Epicurean Assistance for Well-Meaning Fans of Ayn Rand

Against-The-VulcansAn Epicurean friend has asked me about a subject that comes up repeatedly. He has a friend who is familiar with the work of Ayn Rand, and the friend is interested in learning more about Epicurus. I am going to put together a list of links for use with such people, specifically including some of the material from Peter St. Andre and a number of other articles I’ve run into over the years. I can’t get too sidetracked into debates with hard-core objectivists over the merits of Aristotle and Rand, but it probably is a useful exercise to put together some basic material that we can reuse for this purpose. Suggestions are welcome.

But in the end I am coming to the conclusion that the heart of the matter is that casual fans of Ayn Rand have been lulled into believing that Aristotle (and by implication Rand herself as his follower) was the savior of the world from Platonism, when the truth is that Aristotle was Plato’s handmaiden, and perpetrator of Plato’s delusions.  This is something that Rand herself presumably knew, but hid between the lines of her public statements.  Today, her “establishment” followers perpetuate the error.
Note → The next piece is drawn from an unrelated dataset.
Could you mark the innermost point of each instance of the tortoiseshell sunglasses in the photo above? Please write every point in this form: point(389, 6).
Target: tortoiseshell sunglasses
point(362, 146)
Rand clearly knew Epicurus’ place in philosophical history, because Nietzsche knew and stated it repeatedly and emphatically, not the least in “ANTICHRIST.”  Rand’s followers would themselves have learned the same thing, had they read Nietzsche, or even Thomas Jefferson, or Jefferson’s friend Frances Wright, who detailed the deficiencies in the book Jefferson called “a treat to me of the highest order.”  Sadly, many Objectivists have been lulled into complacency by fawning and no-doubt intentionally ambiguous statements about the supposed merits of Aristotle.

Aristotle never said Rand’s pet phrase of “A is A,” and much of what he did say, if one takes the time to read it, is indistinguishable in essentials from Platonism.  Listen to Rand’s carefully worded caveat-filled endorsements and you’ll see that she understood this too.  I confidently wager that any honest reader who studies the issues for himself will find that, just as Diogenes Laertius laid out almost two thousand years ago, Aristotelianism is just a timid form of Platonism, and what merit can be found in Objectivism  springs directly through Nietzsche from the ultimate transvaluation of morality and ideas pioneered by Epicurus.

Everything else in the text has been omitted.